LE BOURGET, France: France, Germany and Spain agreed Monday to develop a European fighter jet and air combat system, as they bolster efforts to reduce their dependency on the United States.
Defense ministers from the three countries signed an agreement at the Paris Air Show that lays out how the countries will cooperate on the project, which would include a new-generation combat aircraft.
French President Emmanuel Macron presided over the signing. The project fits in with his ambition to increase European cooperation at a time when the United States under President Donald Trump is showing an increasing reluctance to support the continent militarily.
It’s going to take time though. The Future Combat Air System (FCAS) is not expected to be operational until 2040. Requirements for the air combat system that will also include drones will be decided by 2027 and the development phase should start by 2030.
French Defense minister Florence Parly said the deal is “concrete proof that Europe is capable of anticipating tomorrow’s great strategic challenges.”
“The FCAS is a major asset to tackle the power struggles of the second half of the 21st century.
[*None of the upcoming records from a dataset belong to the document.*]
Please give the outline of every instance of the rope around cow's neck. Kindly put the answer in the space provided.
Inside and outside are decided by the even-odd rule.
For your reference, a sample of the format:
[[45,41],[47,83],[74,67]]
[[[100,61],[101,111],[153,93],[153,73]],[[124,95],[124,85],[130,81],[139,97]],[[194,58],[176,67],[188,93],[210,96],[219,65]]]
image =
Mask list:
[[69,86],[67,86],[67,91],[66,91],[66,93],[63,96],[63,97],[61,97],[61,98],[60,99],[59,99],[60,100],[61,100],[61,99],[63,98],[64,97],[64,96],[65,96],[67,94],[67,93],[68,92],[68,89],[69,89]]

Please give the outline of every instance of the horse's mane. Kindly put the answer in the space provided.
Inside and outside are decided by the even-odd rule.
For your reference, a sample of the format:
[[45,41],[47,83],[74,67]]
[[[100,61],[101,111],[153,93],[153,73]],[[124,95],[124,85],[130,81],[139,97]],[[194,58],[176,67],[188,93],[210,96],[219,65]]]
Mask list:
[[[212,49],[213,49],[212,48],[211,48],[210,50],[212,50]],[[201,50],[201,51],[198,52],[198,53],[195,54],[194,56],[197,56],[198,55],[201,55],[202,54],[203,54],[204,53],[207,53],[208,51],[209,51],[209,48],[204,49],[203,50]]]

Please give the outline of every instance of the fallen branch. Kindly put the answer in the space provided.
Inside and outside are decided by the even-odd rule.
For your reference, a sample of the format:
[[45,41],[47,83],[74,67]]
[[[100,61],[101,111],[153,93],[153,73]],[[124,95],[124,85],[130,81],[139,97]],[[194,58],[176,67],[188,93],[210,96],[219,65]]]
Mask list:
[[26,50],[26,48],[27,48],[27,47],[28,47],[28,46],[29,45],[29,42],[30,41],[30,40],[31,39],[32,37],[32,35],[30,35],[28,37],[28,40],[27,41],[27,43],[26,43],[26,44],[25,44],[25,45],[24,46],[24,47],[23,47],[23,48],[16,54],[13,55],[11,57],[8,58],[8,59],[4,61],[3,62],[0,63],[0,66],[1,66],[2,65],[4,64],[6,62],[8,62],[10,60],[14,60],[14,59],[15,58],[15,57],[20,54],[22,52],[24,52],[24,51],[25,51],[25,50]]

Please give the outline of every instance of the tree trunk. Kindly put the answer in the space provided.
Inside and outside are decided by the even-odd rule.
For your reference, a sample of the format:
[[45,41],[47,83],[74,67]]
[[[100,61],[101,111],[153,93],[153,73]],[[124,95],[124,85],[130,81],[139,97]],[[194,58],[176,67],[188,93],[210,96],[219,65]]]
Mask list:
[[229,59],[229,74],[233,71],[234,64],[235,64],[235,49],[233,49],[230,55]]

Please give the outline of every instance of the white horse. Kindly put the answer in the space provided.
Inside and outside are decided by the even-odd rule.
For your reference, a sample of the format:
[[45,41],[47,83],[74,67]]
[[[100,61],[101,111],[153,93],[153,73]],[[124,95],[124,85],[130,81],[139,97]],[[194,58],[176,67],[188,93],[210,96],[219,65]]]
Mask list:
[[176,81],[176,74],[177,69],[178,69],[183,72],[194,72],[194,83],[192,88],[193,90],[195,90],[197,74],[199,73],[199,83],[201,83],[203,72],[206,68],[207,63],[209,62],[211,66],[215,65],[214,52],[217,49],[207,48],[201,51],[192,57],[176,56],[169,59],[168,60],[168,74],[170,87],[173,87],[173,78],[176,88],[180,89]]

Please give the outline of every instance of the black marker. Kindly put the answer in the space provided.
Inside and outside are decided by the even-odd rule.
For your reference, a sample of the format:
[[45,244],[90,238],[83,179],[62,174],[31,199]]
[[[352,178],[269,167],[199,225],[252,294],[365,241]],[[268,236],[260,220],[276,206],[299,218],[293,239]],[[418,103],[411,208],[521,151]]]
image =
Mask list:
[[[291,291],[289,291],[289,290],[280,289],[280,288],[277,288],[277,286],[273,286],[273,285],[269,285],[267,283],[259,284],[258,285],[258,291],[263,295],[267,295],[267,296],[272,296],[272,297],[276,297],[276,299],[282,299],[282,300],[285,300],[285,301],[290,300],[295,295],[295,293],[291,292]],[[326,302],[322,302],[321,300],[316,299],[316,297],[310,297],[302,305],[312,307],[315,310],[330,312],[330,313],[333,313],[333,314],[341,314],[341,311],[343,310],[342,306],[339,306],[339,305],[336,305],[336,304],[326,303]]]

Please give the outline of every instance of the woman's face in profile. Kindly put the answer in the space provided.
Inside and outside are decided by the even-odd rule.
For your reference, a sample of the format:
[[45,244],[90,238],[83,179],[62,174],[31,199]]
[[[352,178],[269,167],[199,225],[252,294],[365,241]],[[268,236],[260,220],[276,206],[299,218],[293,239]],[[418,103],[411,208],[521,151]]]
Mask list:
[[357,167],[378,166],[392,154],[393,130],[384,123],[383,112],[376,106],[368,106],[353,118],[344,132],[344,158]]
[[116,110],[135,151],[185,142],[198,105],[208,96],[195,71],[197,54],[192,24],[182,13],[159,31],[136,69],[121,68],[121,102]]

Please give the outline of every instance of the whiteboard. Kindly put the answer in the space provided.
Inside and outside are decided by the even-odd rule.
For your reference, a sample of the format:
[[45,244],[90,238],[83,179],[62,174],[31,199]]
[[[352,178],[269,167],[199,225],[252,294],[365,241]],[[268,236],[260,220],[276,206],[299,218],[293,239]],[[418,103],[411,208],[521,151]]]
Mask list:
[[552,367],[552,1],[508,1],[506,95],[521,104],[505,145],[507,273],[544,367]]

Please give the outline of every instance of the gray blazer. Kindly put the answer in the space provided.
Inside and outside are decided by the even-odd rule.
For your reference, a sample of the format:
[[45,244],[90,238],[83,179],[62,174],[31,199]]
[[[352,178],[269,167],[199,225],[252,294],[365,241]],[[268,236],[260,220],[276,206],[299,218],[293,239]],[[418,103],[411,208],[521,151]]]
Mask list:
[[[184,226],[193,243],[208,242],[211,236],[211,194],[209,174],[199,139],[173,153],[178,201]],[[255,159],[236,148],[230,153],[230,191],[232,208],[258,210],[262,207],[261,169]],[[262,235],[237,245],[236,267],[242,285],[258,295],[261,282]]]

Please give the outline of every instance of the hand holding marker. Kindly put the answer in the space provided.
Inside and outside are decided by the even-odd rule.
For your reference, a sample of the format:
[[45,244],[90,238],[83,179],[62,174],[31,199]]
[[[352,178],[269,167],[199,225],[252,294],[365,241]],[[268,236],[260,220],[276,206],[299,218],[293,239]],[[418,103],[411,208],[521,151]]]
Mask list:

What is happening today is historic,” she said.
Dassault Aviation and Airbus are set to build the jets which will eventually replace Rafale and Eurofighters.
The program was launched by Macron and German Chancellor Angela Merkel in 2017. Airbus says it will be connected and operable with a wide variety of aircraft, satellites, NATO systems as well as land and naval combat systems.
Authorities have not said how much it would cost but the dpa news agency estimates it could be $112 billion.